В тифозных блоках много рассказывали о так называемых свободных блоках на противоположной стороне лагерной улицы. Говорили, что там у каждого заключенного свои нары, что за работу в командах выдают дополнительный паек. Там якобы нет ни вшей, ни блох и заключенным разрешается свободно ходить по лагерю.
И снова я подумал, что теперь-то уж самое страшное позади.

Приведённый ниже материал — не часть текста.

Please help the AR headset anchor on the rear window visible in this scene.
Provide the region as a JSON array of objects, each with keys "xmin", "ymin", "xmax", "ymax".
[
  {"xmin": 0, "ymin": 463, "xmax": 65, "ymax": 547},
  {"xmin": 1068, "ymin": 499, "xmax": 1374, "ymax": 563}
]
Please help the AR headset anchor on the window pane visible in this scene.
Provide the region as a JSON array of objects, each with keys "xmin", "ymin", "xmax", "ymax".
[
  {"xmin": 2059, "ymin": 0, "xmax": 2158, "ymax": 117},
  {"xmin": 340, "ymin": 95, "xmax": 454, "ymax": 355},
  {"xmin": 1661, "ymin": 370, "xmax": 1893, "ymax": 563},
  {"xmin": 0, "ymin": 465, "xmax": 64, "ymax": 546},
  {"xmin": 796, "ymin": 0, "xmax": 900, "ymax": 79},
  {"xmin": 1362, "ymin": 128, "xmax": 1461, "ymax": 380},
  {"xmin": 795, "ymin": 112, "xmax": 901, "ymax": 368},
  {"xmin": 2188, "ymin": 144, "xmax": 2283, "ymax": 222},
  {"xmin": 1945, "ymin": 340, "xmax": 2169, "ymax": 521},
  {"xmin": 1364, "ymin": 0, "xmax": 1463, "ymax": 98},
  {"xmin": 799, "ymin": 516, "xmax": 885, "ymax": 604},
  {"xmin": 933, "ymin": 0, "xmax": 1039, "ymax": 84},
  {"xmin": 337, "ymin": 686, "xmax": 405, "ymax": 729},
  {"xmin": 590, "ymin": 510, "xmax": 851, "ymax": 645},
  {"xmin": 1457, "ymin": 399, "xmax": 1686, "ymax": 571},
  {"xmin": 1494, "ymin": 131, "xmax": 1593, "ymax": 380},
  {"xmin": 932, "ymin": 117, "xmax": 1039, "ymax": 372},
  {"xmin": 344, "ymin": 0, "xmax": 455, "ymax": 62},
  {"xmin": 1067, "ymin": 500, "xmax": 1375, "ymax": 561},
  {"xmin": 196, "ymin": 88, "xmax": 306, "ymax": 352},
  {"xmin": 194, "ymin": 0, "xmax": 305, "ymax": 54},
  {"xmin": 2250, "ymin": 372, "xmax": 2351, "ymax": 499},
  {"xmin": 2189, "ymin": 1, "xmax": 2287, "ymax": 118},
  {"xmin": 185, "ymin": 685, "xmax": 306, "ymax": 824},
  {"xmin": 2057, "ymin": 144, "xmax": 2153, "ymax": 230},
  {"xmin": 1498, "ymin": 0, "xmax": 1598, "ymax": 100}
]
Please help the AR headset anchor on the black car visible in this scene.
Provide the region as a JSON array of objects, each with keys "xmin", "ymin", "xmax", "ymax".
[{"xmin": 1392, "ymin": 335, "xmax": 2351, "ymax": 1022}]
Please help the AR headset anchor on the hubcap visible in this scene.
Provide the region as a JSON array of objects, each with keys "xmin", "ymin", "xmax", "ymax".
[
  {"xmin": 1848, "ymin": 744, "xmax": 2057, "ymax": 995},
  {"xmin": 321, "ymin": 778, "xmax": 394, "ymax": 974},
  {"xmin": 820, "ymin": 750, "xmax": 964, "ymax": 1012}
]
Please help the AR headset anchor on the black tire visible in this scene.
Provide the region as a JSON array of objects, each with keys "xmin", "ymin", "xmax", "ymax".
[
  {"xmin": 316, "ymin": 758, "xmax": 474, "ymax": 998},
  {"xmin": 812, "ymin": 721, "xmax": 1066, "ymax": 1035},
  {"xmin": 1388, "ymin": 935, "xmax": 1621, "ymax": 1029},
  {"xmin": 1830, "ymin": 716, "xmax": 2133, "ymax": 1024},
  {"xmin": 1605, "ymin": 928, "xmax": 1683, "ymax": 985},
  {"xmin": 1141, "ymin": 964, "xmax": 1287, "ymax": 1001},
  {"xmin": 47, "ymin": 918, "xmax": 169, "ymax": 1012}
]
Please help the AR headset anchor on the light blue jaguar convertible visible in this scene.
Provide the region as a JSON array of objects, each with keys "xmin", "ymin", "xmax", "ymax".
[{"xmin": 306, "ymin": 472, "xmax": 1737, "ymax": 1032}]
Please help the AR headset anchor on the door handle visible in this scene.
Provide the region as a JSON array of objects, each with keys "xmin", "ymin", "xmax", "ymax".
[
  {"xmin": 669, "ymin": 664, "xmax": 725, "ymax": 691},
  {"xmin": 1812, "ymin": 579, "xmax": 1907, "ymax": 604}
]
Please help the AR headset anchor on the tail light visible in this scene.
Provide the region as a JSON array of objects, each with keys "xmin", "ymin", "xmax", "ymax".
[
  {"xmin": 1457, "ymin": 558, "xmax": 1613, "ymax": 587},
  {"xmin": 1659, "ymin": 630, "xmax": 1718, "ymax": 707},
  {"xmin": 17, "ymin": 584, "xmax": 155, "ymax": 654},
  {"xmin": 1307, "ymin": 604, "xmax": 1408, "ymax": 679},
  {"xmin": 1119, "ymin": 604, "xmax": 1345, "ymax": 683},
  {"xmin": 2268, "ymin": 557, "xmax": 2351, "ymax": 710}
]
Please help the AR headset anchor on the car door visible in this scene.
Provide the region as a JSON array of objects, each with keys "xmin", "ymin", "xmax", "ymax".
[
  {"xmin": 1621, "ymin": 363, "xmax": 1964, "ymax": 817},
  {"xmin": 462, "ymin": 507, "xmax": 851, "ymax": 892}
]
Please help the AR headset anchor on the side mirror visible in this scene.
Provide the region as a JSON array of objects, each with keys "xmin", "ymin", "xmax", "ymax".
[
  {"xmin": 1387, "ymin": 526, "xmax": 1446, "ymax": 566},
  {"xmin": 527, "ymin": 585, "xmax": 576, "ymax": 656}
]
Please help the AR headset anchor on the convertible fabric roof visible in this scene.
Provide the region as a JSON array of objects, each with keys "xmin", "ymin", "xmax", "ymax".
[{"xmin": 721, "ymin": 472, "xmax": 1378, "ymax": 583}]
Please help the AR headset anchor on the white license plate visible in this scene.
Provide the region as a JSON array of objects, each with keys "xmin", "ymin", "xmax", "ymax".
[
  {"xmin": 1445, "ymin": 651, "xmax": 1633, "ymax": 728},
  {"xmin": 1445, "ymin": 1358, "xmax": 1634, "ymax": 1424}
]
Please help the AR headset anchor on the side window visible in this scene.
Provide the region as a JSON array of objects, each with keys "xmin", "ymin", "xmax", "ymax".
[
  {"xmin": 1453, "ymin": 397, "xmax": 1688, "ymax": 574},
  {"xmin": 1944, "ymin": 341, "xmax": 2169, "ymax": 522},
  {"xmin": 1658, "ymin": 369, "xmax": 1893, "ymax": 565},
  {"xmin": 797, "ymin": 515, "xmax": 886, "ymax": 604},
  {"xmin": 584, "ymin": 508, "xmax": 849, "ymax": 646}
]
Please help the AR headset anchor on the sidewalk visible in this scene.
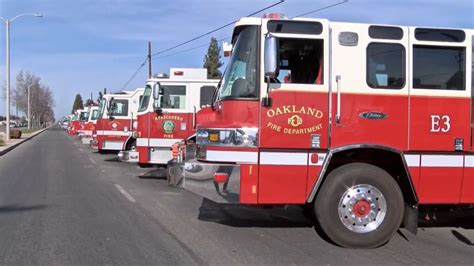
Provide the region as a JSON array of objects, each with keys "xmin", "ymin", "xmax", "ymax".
[{"xmin": 0, "ymin": 127, "xmax": 49, "ymax": 156}]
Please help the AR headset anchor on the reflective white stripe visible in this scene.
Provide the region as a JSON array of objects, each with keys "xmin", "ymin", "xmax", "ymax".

В тифозных блоках люди выдерживали не больше трех месяцев. В свободных блоках можно было встретить заключенных, которые находились в Дахау с 1933 года. Видимо, условия там были лучше, чем в тифозных блоках.
Но шел 1945 год, и теперь в свободных блоках стало ничуть не лучше, чем в тифозных. На сдвоенных нарах спали по пять-семь человек, в боксах кишели вши и блохи, порция хлеба составляла примерно 165 граммов, и никакого дополнительного пайка за работу не полагалось.
Из лазарета меня отправили сначала в баню. Я шел в сопровождении старосты из двенадцатого блока. Я почувствовал себя человеком, когда получил полосатую одежду политзаключенного и ботинки – взамен грязных лохмотьев.